“Wouldn’t you rather stay home tonight?” Lex asked. “Take it easy?”

  “Actually, I think I’d rather do something normal for a little while,” I said.

  Lex’s lips were pinched together. “I don’t think—”

  “It’s fine,” Patrick interrupted. “Whatever you want, Danny. Just let me go change.”

  A few minutes later Patrick and I were getting into his car.

  “We should get you enrolled in a driver’s ed course this summer so you can get your license,” he said. “Technically, Nicholas isn’t allowed to drive with another minor, so the sooner we can get you your own car, the better.”

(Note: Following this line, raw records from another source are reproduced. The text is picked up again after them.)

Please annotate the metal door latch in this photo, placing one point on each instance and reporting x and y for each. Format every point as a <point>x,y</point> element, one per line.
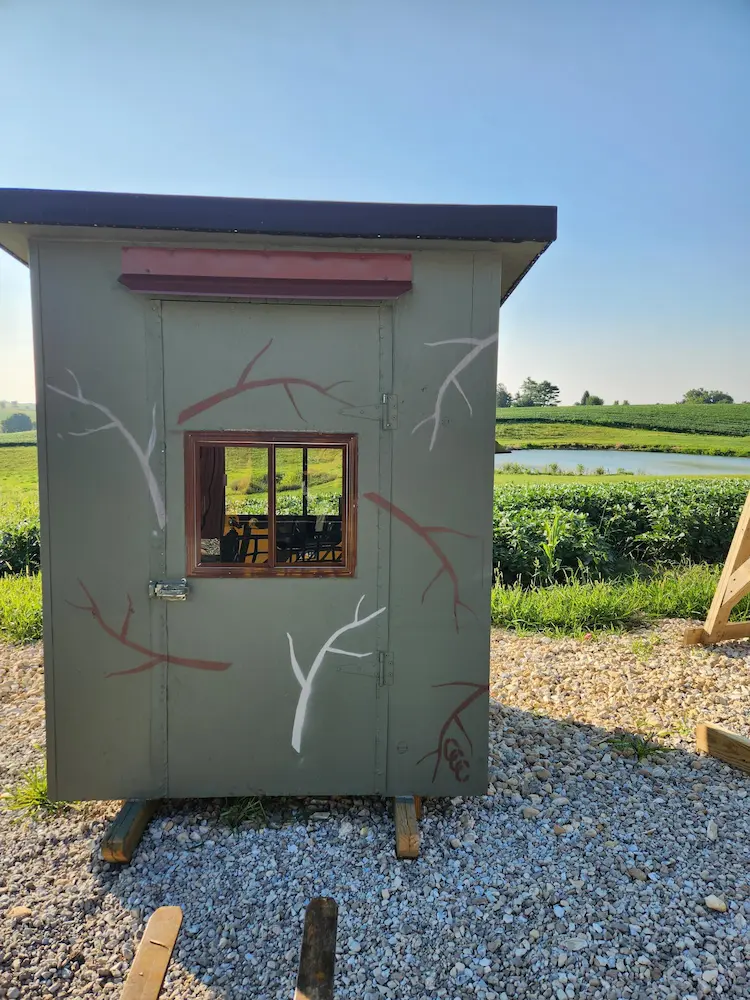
<point>389,418</point>
<point>168,590</point>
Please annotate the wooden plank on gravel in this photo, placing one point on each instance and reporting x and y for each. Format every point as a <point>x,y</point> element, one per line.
<point>151,960</point>
<point>407,830</point>
<point>125,832</point>
<point>318,954</point>
<point>725,746</point>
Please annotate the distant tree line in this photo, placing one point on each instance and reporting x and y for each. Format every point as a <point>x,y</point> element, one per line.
<point>545,393</point>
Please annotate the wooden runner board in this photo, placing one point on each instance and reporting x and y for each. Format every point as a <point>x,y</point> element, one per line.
<point>725,746</point>
<point>407,830</point>
<point>151,960</point>
<point>318,954</point>
<point>125,832</point>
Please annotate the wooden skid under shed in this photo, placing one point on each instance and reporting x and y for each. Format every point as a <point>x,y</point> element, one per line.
<point>125,832</point>
<point>407,830</point>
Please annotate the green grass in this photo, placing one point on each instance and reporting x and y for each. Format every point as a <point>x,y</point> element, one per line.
<point>30,798</point>
<point>732,419</point>
<point>19,483</point>
<point>521,434</point>
<point>577,608</point>
<point>19,438</point>
<point>247,809</point>
<point>20,609</point>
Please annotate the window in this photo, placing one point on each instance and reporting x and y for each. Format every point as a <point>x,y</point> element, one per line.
<point>270,504</point>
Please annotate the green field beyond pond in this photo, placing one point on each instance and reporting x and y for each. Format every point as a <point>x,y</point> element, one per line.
<point>707,429</point>
<point>572,554</point>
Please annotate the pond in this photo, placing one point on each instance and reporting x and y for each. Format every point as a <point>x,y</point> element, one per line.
<point>650,463</point>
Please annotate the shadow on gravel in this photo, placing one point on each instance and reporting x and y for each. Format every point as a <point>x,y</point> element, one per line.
<point>583,873</point>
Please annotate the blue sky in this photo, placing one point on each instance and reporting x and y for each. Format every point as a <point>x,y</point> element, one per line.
<point>631,117</point>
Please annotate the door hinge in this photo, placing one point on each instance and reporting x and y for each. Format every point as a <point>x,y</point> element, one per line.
<point>168,590</point>
<point>389,419</point>
<point>385,663</point>
<point>361,669</point>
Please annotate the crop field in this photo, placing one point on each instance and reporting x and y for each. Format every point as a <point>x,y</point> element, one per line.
<point>17,438</point>
<point>518,434</point>
<point>732,419</point>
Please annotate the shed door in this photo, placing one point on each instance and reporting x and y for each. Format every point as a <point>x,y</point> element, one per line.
<point>278,672</point>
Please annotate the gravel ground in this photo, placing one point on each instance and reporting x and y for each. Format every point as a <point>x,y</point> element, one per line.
<point>582,873</point>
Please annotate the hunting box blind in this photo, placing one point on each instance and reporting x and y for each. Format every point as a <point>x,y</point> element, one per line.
<point>266,439</point>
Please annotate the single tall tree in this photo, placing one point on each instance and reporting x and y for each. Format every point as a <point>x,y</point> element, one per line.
<point>706,396</point>
<point>502,397</point>
<point>534,393</point>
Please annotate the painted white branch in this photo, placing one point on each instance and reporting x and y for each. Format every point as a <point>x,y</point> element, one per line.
<point>142,456</point>
<point>306,683</point>
<point>477,346</point>
<point>94,430</point>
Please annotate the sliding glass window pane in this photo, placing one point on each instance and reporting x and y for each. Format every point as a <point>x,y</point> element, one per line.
<point>234,496</point>
<point>309,491</point>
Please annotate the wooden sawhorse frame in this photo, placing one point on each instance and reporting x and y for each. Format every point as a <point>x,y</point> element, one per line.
<point>733,585</point>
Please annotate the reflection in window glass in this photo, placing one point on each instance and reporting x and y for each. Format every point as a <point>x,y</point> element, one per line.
<point>308,505</point>
<point>234,504</point>
<point>279,507</point>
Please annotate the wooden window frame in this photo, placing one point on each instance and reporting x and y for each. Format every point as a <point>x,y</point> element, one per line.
<point>267,439</point>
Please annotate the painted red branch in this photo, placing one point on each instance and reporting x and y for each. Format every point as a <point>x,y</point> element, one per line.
<point>242,385</point>
<point>443,747</point>
<point>152,656</point>
<point>425,533</point>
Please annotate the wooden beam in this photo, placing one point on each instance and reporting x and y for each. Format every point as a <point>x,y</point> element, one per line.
<point>146,976</point>
<point>731,630</point>
<point>407,830</point>
<point>739,583</point>
<point>720,743</point>
<point>739,553</point>
<point>318,954</point>
<point>125,832</point>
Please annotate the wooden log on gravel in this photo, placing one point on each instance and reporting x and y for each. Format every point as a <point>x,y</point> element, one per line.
<point>720,743</point>
<point>318,954</point>
<point>150,964</point>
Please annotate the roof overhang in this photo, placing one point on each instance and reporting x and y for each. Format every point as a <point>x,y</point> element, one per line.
<point>522,232</point>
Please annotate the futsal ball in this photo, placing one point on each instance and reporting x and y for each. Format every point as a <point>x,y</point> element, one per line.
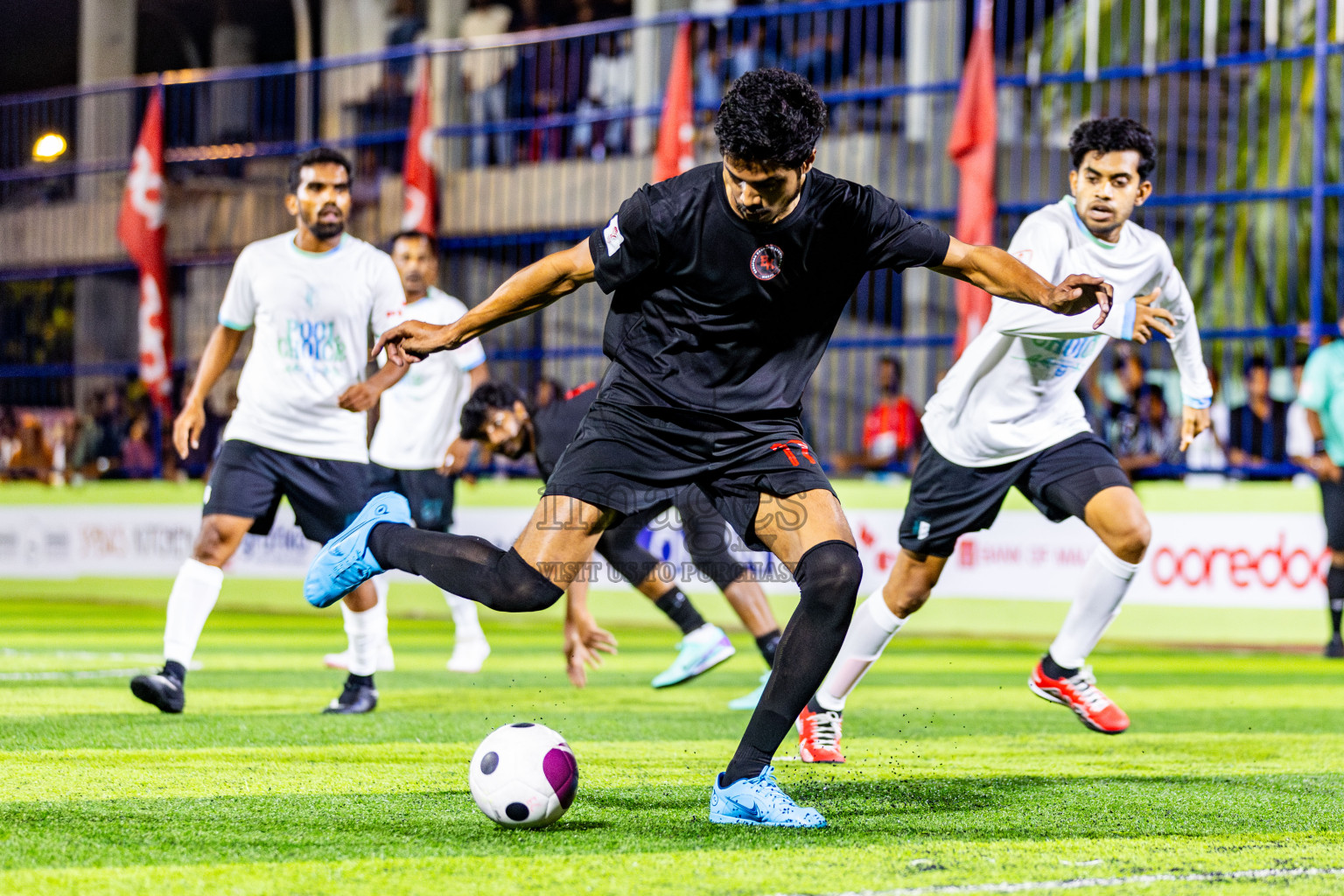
<point>523,775</point>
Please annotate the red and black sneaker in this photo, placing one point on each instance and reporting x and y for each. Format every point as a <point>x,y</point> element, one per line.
<point>1080,692</point>
<point>819,737</point>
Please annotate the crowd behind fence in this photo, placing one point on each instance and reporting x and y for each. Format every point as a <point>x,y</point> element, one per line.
<point>541,133</point>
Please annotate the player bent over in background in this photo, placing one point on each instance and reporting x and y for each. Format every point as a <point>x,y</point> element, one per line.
<point>1323,396</point>
<point>499,416</point>
<point>300,430</point>
<point>1007,416</point>
<point>416,448</point>
<point>729,283</point>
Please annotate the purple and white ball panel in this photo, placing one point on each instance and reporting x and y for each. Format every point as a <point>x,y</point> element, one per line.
<point>523,775</point>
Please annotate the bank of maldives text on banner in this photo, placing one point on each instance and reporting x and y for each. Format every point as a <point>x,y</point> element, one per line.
<point>1196,559</point>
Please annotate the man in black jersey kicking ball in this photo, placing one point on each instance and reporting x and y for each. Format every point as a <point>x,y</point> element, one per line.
<point>498,416</point>
<point>727,283</point>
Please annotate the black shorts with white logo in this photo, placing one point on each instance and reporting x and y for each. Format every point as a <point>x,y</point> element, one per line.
<point>949,500</point>
<point>634,458</point>
<point>248,480</point>
<point>1332,504</point>
<point>429,494</point>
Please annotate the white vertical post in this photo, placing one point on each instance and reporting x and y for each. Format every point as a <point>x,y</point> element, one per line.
<point>1151,18</point>
<point>1092,39</point>
<point>1211,32</point>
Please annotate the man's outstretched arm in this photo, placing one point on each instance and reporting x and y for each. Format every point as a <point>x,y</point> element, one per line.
<point>524,293</point>
<point>999,273</point>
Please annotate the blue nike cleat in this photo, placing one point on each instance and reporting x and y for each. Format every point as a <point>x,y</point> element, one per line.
<point>344,562</point>
<point>759,801</point>
<point>697,652</point>
<point>750,700</point>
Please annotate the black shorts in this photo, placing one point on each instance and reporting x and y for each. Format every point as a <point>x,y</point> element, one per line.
<point>429,494</point>
<point>948,500</point>
<point>248,480</point>
<point>1332,504</point>
<point>629,459</point>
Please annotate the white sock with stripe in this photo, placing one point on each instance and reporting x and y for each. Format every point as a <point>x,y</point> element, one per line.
<point>1103,584</point>
<point>870,632</point>
<point>192,597</point>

  I smiled, imagining myself in my own car, the smell of new leather and music blasting from the speakers. A convertible like Patrick’s so I could have the sun on my shoulders, but black or maybe red.

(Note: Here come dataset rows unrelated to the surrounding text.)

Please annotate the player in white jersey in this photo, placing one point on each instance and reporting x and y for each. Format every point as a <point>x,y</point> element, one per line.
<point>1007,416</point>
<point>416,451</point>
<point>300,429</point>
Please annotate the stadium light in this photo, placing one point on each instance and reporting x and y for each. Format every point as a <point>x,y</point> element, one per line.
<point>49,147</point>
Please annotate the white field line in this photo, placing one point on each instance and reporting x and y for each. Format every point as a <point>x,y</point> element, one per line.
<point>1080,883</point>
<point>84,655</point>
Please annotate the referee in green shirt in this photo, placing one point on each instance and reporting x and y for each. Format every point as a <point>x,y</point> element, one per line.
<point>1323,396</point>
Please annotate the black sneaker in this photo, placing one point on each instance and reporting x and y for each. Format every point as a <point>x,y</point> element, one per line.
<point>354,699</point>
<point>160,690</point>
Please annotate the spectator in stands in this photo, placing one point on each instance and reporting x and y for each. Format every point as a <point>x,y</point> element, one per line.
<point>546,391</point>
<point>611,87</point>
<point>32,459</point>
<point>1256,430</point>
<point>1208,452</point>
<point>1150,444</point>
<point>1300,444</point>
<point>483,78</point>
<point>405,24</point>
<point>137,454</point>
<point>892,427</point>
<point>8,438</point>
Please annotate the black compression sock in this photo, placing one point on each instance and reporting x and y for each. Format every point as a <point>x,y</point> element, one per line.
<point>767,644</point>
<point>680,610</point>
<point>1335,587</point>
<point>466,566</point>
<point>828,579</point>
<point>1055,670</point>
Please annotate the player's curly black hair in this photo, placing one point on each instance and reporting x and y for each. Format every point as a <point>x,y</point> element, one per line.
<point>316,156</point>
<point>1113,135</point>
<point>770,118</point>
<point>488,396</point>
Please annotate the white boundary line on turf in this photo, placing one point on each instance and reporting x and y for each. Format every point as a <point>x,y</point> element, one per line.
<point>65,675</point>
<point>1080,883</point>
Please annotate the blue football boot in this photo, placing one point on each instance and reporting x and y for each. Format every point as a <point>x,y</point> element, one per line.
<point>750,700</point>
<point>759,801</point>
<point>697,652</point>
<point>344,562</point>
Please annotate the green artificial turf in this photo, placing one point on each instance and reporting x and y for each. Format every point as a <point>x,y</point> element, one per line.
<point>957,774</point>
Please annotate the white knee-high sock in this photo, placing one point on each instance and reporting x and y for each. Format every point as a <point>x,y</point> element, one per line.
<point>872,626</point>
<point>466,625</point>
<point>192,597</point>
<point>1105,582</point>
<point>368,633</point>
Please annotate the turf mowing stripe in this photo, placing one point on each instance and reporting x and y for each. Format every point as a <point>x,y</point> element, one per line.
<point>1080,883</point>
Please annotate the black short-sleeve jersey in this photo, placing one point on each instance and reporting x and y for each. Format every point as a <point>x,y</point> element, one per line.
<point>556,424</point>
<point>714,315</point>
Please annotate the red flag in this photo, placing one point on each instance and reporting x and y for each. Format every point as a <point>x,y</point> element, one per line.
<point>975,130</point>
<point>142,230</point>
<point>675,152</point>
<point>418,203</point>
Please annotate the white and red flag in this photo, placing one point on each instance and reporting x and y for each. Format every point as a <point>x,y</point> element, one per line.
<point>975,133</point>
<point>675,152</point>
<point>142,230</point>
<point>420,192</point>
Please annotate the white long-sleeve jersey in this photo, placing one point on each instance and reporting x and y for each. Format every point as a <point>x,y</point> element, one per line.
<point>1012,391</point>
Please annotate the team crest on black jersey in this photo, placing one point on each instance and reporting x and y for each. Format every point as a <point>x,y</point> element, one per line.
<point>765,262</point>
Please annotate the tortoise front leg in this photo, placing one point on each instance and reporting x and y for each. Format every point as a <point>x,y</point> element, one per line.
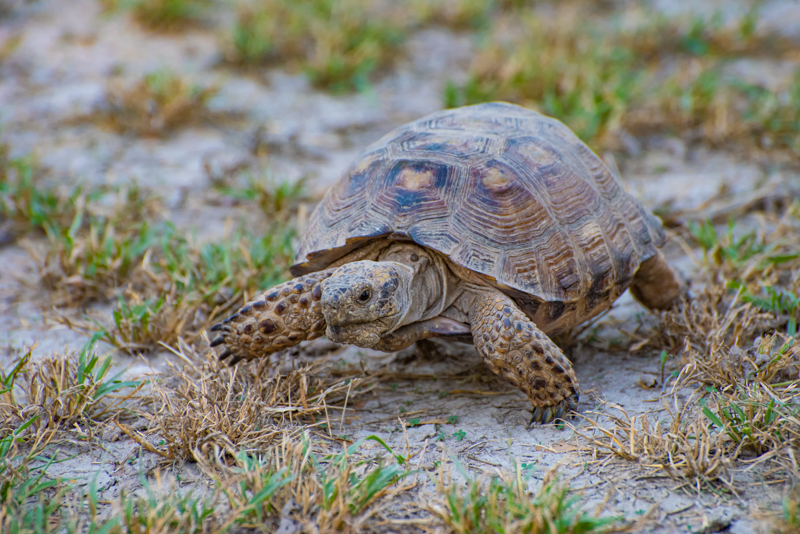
<point>513,347</point>
<point>279,318</point>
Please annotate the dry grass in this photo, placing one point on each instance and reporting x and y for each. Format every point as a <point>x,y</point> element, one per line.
<point>155,105</point>
<point>203,405</point>
<point>338,44</point>
<point>737,343</point>
<point>504,503</point>
<point>162,15</point>
<point>684,445</point>
<point>72,391</point>
<point>649,75</point>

  It wasn’t until we were nearly to Ren’s house in Calabasas that I realized I hadn’t considered how useful a car would be to me if I needed to run. How far I could get in it, how much I could sell it for. It gave me a strange twinge in my stomach, because not that long ago it would have been the first thing I thought of.

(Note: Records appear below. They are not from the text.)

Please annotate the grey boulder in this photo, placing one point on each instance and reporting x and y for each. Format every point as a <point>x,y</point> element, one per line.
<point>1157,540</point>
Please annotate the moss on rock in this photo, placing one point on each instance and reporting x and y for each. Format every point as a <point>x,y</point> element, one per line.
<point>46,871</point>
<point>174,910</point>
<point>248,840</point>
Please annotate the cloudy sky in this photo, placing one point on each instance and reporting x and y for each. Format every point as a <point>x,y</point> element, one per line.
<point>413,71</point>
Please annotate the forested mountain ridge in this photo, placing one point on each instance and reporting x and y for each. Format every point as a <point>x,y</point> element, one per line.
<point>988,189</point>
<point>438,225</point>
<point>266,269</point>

  But things were different now, and I knew it.

  I wasn’t going to leave. Not ever.

  • • •

  I stayed at Ren’s house for a couple of hours. I met her aunt and uncle, who were nice and kept offering me things to drink, and then we watched a movie in her media room. Kai, baked out of his mind, came in when it was almost over and announced that he needed some marshmallows immediately, but there weren’t any in the house and his license was suspended for another week. Ren told him that was too damn bad, but after a few minutes of negotiations, we took Kai to the store and ended up sitting with him at the fire pit in the Himuras’ backyard roasting marshmallows. Kai wandered off, but Ren and I kept sitting there in the dim glow, talking about nothing in particular.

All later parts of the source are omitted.